DEPOT DE MARQUE FRAUDULEUX
La fraude qui peut affecter le dépôt d’une marque a été, faute de définition légale, définie par la jurisprudence et la doctrine (1). La victime d’un dépôt frauduleux dispose de divers recours pour revendiquer ses droits (2).
1. Absence de définition légale de la fraude en droit des marques
La fraude des marques n’est définie ni en droit français ni en droit communautaire.
Le droit français n’envisage cette notion que dans le cadre de l’action en revendication définie à l’article L.712-6 du Code de la propriété intellectuelle, se contentant de la distinguer de la violation d’une obligation légale ou conventionnelle.
Le Règlement CE n° 207/2009 du 26 février 2009 sur la marque communautaire et la Directive 2008/95/CE du 22 octobre 2008, rapprochant les législations des Etats membres sur les marques, n’apportent pas plus d’éléments de définition de cette notion et se contentent de faire référence à la « mauvaise foi » du déposant.
La jurisprudence et la doctrine française se sont donc attachées à définir cette notion.
La Cour d’appel de Paris a pu définir le fraude comme le fait de « déposer - une marque - dans la seule intention de nuire et/ou de s’approprier indûment le bénéfice d’une opération légitimement entreprise ou d’y faire obstacle en lui opposant la propriété de la marque frauduleusement obtenue » (CA Paris, 23 février 2000).
La Cour de cassation a indiqué qu’ « un dépôt de marque est entaché de fraude lorsqu’il est effectué dans l’intention de priver autrui d’un signe nécessaire à son activité » (Cass.com., 25 avril 2006, pourvoi n° 04-15641).
Finalement, la fraude qui peut affecter un dépôt de marque se caractérise par deux éléments :
- la connaissance par le déposant des droits ou de l’usage antérieur auquel il porte atteinte ;
- l’intention de nuire du déposant.
La preuve de la fraude devra être rapportée par celui qui l’invoque. Il devra en particulier démontrer la connaissance qu’avait le fraudeur des droits antérieurs au mépris desquels il a effectué le dépôt de marque. L'intention de nuire se déduit de cette connaissance.
2. Les recours possibles de la victime du dépôt frauduleux
2.1. En droit français, la victime de la fraude dispose de deux recours possibles : l’action en revendication, fondée sur l’article L.712-6 du Code de la propriété intellectuelle, et l’action en nullité de la marque, fondée sur la théorie générale de la fraude.

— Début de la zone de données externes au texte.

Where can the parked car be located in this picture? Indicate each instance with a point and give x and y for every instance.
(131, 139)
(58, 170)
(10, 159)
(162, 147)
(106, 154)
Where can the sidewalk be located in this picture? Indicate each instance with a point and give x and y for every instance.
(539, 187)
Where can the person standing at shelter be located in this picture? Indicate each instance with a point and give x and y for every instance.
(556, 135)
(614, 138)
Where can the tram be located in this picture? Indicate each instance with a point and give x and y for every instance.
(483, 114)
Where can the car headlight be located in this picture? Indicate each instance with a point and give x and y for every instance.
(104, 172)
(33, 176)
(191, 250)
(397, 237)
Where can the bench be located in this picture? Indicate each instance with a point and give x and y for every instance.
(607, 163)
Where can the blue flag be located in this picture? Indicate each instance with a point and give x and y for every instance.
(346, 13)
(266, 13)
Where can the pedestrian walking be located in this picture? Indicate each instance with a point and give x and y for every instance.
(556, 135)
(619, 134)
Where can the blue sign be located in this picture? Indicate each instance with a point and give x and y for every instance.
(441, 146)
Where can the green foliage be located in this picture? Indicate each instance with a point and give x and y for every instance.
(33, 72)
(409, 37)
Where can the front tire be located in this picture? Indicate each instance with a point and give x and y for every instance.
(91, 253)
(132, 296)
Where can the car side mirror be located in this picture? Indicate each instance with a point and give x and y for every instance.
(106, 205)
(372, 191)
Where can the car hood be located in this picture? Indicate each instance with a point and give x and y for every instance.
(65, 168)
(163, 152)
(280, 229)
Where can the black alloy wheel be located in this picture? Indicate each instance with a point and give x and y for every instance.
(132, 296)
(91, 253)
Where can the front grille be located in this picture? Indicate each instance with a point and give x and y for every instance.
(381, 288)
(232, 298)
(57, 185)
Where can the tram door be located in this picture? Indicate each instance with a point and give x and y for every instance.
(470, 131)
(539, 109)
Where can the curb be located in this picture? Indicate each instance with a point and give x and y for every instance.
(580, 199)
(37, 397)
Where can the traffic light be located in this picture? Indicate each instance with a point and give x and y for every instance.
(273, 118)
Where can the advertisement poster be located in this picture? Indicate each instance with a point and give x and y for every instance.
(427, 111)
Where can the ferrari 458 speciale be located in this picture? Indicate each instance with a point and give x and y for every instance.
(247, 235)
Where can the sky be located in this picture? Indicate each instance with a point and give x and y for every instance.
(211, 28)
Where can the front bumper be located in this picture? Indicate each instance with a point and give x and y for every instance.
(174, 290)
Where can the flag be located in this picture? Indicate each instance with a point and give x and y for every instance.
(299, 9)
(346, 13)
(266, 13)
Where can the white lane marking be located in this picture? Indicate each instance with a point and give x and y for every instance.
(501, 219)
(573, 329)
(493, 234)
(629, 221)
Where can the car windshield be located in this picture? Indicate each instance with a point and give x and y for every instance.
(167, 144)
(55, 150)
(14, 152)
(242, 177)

L’action en revendication permettra à la victime de se voir reconnaître la propriété de la marque en bénéficiant de la date du dépôt opéré par le déposant fraudeur. L’article L.712-6 du Code de propriété intellectuelle dispose en effet « Si un enregistrement a été demandé soit en fraude des droits d’un tiers, […], la personne qui estime avoir un droit sur la marque peut revendiquer sa propriété en justice. »
Si la victime de la fraude ne souhaite pas devenir propriétaire de la marque déposée frauduleusement - ce qui peut être le cas lorsque le dépôt est effectué sous une forme qui ne lui convient pas - elle a la possibilité d’agir en nullité de la marque.
2.2. Pour les marques communautaires, la victime de la fraude ne pourra pas revendiquer la propriété de la marque.
Elle peut uniquement agir en nullité de la marque contre le déposant de « mauvaise foi ». Le dépôt frauduleux pourra également constituer un motif d’opposition à une demande d’enregistrement lorsque celle-ci a été effectué par l’agent ou le titulaire de la marque sans l’accord de son mandant.